In Thursday box office updates for anything not Spider-Man 3 version 2.0 or Venom 2, Illumination’s Sing 2 continued to play as the viable counterprogramming to Spider-Man: No Way Home just as Sing did likewise to Rogue One: A Star Wars Story in December 2016. The $85 million animated jukebox musical earned another $7.5 million (-8%) on Thursday to bring its two-day domestic total to $17.745 million. That’s a better hold than Sing which dropped 12% on day two ($9.6 million after an $11 million Wednesday) for a not-that-much-bigger $20 millon two-day cume. Since Christmas Eve/Christmas Day falls on Friday/Saturday this year (as opposed to Saturday/Sunday in 2016), it may not be an apples-to-apples comparison.
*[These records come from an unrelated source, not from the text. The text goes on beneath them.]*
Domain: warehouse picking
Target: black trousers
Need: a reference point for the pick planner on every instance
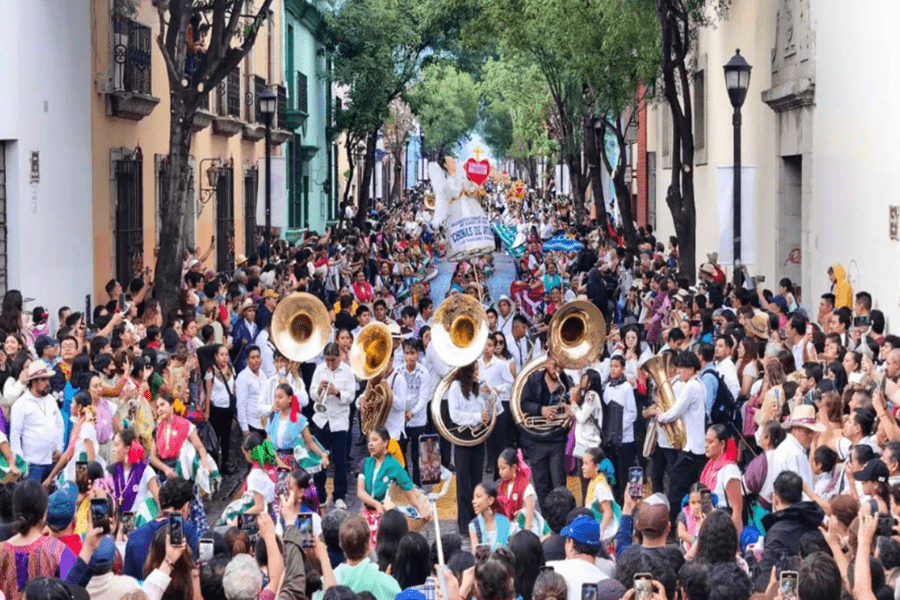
(684, 473)
(547, 460)
(469, 473)
(623, 458)
(220, 419)
(502, 437)
(663, 459)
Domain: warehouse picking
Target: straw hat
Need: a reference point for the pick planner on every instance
(804, 415)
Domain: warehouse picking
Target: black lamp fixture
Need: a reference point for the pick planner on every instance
(267, 104)
(737, 81)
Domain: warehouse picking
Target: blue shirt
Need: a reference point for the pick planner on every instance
(710, 380)
(138, 546)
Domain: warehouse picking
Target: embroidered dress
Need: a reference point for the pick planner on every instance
(20, 564)
(497, 537)
(287, 436)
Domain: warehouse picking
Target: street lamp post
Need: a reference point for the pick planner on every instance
(737, 81)
(267, 102)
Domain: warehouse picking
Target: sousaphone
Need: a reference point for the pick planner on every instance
(459, 332)
(575, 338)
(370, 357)
(300, 327)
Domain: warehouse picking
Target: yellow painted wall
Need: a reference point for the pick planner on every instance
(151, 134)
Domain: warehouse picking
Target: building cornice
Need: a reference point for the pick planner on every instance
(791, 95)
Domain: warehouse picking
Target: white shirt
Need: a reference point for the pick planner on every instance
(728, 371)
(690, 404)
(412, 388)
(36, 429)
(220, 397)
(577, 572)
(497, 375)
(623, 395)
(791, 456)
(266, 352)
(337, 408)
(267, 395)
(248, 391)
(464, 410)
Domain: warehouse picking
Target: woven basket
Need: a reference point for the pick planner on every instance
(399, 498)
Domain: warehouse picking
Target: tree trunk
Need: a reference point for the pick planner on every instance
(172, 205)
(592, 157)
(623, 192)
(368, 171)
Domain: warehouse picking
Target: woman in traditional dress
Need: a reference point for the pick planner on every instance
(135, 411)
(599, 497)
(83, 445)
(379, 470)
(106, 421)
(175, 445)
(362, 289)
(135, 485)
(517, 497)
(28, 554)
(722, 475)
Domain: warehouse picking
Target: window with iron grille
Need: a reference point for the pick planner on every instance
(233, 93)
(129, 234)
(251, 185)
(225, 220)
(302, 98)
(259, 84)
(131, 53)
(281, 105)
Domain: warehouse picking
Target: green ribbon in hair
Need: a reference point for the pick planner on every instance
(264, 453)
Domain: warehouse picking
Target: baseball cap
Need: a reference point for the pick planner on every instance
(652, 519)
(61, 506)
(584, 530)
(42, 343)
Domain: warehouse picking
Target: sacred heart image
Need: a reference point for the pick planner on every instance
(477, 172)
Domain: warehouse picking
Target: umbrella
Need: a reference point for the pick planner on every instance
(560, 242)
(508, 237)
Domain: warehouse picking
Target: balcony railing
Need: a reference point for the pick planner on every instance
(233, 93)
(281, 106)
(132, 57)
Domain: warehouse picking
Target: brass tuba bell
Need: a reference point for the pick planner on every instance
(657, 367)
(300, 327)
(459, 330)
(370, 357)
(575, 338)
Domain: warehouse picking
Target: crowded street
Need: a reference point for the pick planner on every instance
(449, 300)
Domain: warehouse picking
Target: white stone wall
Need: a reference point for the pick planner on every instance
(45, 94)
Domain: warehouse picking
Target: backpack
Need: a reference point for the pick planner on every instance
(724, 409)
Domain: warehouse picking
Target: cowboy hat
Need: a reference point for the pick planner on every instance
(759, 325)
(804, 415)
(39, 369)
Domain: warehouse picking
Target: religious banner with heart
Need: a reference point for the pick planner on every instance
(477, 171)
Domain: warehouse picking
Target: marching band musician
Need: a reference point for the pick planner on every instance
(333, 389)
(543, 393)
(467, 408)
(690, 405)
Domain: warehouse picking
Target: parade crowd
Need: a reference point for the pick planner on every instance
(721, 444)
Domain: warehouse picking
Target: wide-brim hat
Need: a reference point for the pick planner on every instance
(248, 303)
(758, 326)
(804, 415)
(39, 369)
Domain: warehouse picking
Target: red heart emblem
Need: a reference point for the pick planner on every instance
(477, 172)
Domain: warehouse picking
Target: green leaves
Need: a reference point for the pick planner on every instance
(446, 103)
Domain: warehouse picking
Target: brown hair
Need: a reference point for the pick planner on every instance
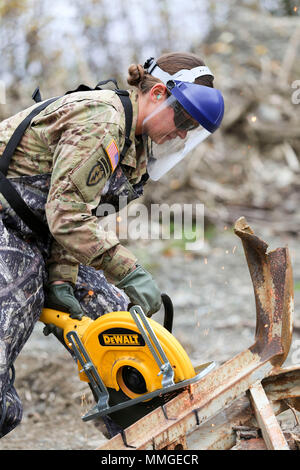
(170, 63)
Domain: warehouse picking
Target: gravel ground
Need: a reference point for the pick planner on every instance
(214, 320)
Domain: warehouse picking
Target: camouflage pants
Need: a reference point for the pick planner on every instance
(22, 280)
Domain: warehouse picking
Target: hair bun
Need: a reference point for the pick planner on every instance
(135, 74)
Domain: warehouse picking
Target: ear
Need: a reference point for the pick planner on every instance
(158, 91)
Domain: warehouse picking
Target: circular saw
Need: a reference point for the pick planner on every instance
(127, 359)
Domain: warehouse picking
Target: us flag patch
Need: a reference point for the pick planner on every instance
(113, 154)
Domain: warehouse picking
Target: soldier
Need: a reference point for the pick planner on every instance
(74, 155)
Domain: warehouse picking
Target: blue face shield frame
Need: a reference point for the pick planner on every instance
(198, 110)
(202, 103)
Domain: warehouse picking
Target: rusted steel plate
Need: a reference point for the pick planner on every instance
(272, 279)
(271, 276)
(251, 444)
(218, 432)
(271, 431)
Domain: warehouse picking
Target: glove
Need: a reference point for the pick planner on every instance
(142, 290)
(61, 297)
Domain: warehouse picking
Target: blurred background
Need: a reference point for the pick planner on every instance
(250, 167)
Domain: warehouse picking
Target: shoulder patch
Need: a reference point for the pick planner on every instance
(95, 175)
(113, 154)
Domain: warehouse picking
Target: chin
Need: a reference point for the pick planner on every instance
(159, 139)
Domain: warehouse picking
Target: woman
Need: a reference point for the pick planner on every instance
(67, 163)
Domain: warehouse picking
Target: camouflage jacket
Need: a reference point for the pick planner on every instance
(77, 139)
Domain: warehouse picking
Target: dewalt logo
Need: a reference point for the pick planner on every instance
(120, 337)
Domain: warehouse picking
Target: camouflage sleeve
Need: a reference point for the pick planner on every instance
(82, 165)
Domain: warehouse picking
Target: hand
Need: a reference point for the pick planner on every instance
(142, 290)
(60, 296)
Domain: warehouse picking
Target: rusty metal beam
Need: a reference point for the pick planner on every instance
(271, 275)
(271, 431)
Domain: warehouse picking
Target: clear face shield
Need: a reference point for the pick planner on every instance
(187, 115)
(172, 133)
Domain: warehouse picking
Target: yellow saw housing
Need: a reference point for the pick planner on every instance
(116, 346)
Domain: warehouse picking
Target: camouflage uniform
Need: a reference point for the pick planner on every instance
(63, 168)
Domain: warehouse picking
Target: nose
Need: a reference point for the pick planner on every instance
(181, 133)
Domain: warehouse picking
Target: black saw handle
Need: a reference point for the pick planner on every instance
(169, 312)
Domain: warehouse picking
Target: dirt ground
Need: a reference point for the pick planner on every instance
(214, 320)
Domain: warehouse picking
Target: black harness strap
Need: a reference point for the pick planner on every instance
(124, 97)
(6, 187)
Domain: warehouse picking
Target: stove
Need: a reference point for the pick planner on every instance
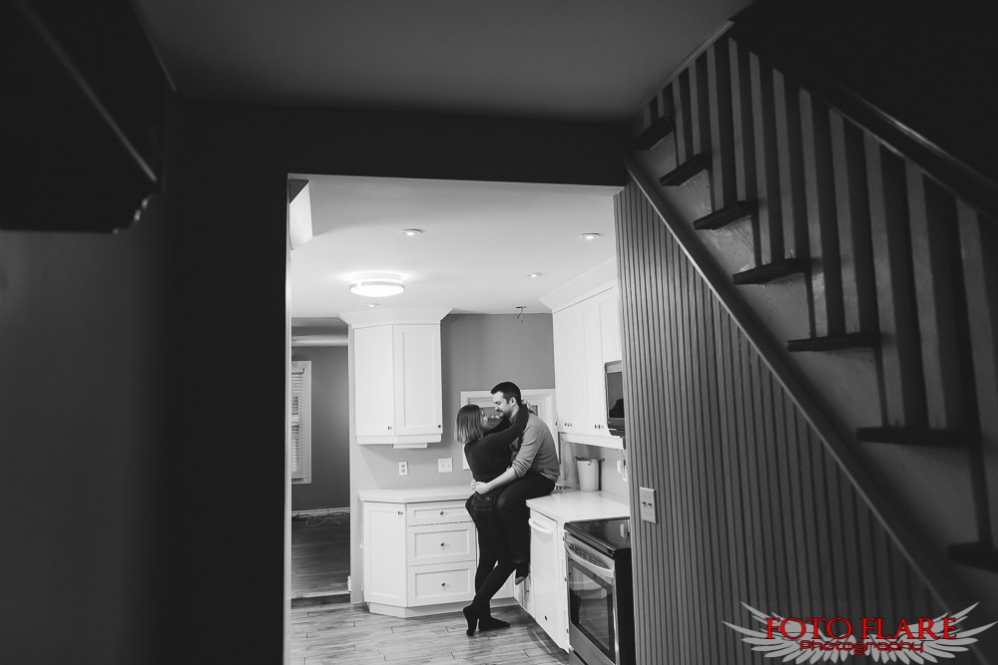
(600, 598)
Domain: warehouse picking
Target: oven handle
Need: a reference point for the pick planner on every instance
(537, 527)
(588, 564)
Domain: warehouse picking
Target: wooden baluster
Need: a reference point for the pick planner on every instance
(700, 111)
(791, 166)
(682, 105)
(721, 121)
(767, 170)
(849, 171)
(932, 220)
(901, 365)
(823, 236)
(979, 246)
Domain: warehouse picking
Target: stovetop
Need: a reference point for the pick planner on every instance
(612, 537)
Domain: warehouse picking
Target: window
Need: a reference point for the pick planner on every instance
(301, 422)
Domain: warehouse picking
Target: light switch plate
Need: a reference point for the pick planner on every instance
(647, 510)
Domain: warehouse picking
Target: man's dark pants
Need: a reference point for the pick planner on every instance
(512, 506)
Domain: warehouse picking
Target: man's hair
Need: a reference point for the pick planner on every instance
(508, 389)
(469, 424)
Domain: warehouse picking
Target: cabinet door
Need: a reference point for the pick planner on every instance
(592, 365)
(609, 314)
(374, 405)
(384, 554)
(577, 370)
(562, 369)
(418, 393)
(548, 589)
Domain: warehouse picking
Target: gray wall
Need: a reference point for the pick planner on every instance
(330, 486)
(477, 352)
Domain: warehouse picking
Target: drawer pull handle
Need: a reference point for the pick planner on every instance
(537, 527)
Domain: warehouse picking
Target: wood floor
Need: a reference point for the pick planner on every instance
(346, 635)
(320, 555)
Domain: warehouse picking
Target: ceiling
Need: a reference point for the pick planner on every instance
(561, 59)
(589, 60)
(480, 243)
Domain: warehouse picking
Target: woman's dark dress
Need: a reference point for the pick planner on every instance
(488, 458)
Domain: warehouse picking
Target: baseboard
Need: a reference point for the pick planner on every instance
(320, 512)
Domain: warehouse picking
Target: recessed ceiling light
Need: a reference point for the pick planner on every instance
(377, 288)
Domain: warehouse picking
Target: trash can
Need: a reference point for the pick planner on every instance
(588, 474)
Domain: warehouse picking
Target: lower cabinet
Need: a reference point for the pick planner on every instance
(546, 593)
(417, 556)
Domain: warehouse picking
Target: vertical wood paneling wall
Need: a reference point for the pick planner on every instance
(752, 507)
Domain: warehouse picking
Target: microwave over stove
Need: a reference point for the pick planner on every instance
(614, 372)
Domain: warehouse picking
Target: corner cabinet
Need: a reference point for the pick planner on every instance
(420, 551)
(396, 394)
(586, 337)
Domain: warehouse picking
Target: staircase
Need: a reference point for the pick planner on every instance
(866, 260)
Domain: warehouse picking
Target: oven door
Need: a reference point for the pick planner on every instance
(591, 604)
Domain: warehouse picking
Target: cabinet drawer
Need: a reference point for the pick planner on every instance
(441, 583)
(437, 512)
(440, 543)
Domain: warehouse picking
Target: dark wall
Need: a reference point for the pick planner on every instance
(753, 506)
(330, 486)
(84, 428)
(227, 187)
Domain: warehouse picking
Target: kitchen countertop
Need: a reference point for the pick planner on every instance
(574, 505)
(417, 494)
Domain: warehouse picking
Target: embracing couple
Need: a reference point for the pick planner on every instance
(514, 461)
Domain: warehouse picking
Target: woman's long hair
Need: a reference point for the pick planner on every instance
(469, 424)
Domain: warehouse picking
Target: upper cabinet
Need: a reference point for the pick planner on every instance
(395, 364)
(586, 325)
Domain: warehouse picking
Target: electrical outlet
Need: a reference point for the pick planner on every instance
(646, 497)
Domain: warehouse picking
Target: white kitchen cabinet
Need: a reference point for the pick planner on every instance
(418, 557)
(395, 364)
(586, 337)
(547, 598)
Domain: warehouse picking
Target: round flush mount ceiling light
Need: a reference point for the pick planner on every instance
(377, 288)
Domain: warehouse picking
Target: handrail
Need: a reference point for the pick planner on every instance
(952, 173)
(830, 434)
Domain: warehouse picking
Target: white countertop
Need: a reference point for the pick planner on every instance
(562, 505)
(574, 505)
(417, 494)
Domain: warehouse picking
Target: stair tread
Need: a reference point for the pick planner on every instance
(978, 555)
(657, 131)
(911, 436)
(685, 171)
(732, 213)
(771, 271)
(855, 340)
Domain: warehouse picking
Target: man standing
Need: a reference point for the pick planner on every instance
(533, 473)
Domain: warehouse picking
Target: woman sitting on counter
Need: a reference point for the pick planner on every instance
(488, 456)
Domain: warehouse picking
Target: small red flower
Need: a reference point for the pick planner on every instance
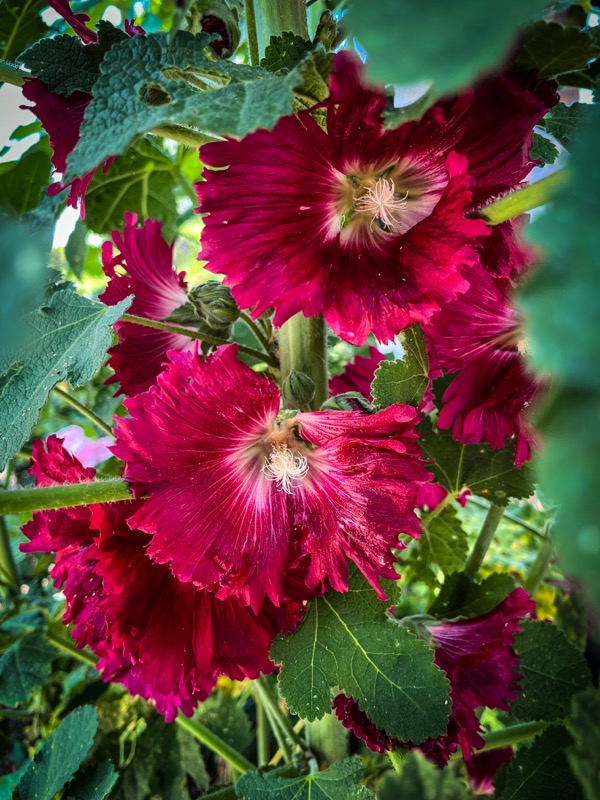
(237, 495)
(477, 656)
(362, 224)
(143, 267)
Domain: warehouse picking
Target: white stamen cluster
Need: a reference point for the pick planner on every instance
(380, 202)
(286, 468)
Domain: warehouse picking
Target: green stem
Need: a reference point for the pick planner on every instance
(514, 734)
(523, 200)
(67, 495)
(303, 347)
(484, 540)
(252, 32)
(192, 334)
(84, 411)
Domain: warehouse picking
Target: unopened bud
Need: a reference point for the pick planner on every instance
(298, 390)
(348, 401)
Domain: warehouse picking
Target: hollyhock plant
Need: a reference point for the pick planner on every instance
(163, 639)
(479, 337)
(477, 656)
(237, 491)
(362, 224)
(142, 266)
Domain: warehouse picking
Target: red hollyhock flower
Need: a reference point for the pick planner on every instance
(477, 656)
(163, 639)
(143, 267)
(478, 336)
(237, 493)
(362, 224)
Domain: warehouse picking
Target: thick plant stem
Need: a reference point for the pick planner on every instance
(523, 200)
(66, 495)
(84, 411)
(484, 540)
(276, 16)
(303, 347)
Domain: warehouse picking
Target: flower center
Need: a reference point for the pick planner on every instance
(286, 467)
(382, 204)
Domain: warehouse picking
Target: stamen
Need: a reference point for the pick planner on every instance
(286, 468)
(382, 203)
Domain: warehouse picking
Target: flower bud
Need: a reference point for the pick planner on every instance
(298, 389)
(348, 401)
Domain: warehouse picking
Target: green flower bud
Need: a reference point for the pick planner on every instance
(298, 389)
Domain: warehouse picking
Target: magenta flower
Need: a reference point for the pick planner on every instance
(239, 495)
(479, 336)
(362, 224)
(143, 267)
(163, 639)
(477, 656)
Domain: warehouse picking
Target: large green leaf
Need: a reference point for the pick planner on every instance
(24, 667)
(541, 770)
(347, 644)
(552, 671)
(486, 472)
(339, 782)
(449, 42)
(148, 81)
(68, 340)
(403, 381)
(60, 757)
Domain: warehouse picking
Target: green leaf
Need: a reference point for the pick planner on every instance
(65, 65)
(339, 782)
(443, 544)
(347, 644)
(552, 670)
(462, 597)
(61, 755)
(541, 770)
(94, 783)
(24, 181)
(563, 122)
(486, 472)
(420, 780)
(543, 150)
(584, 754)
(403, 381)
(148, 81)
(68, 340)
(553, 50)
(20, 25)
(408, 42)
(142, 180)
(24, 667)
(285, 52)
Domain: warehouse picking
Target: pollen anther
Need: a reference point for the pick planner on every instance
(286, 468)
(382, 203)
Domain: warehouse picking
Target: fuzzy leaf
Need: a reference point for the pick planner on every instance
(149, 81)
(551, 50)
(339, 782)
(462, 597)
(142, 180)
(60, 757)
(552, 670)
(24, 667)
(65, 65)
(408, 42)
(486, 472)
(347, 644)
(584, 753)
(403, 381)
(68, 341)
(541, 770)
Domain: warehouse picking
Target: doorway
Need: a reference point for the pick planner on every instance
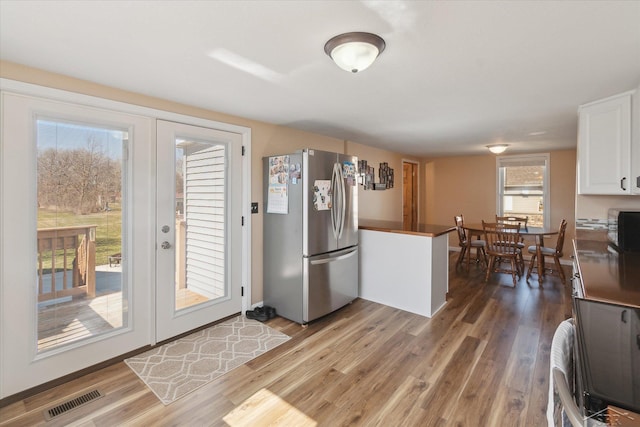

The sequel (with an A+ from Cinemascore) could earn between $47 million (if it legs like Sing) and $55 million (if it legs like Little Fockers), during a year where Christmas was also on a Saturday) over the Wed-Sun frame. Either would be a win, with or without a Covid curve. It would easily position Sing 2 to pass Encanto (which debuts on Disney+ today) to become the biggest animated earner since (obviously) Frozen II in November 2019. Choke on that, Paw Patrol! Sorry, I’m a parent, so I’m sure fellow parents will understand. Meanwhile the Matthew McConaughey/Scarlett Johansson/Taron Egerton/Reese Witherspoon/Bono flick has grossed $15.4 million overseas for a new $32 million global cume.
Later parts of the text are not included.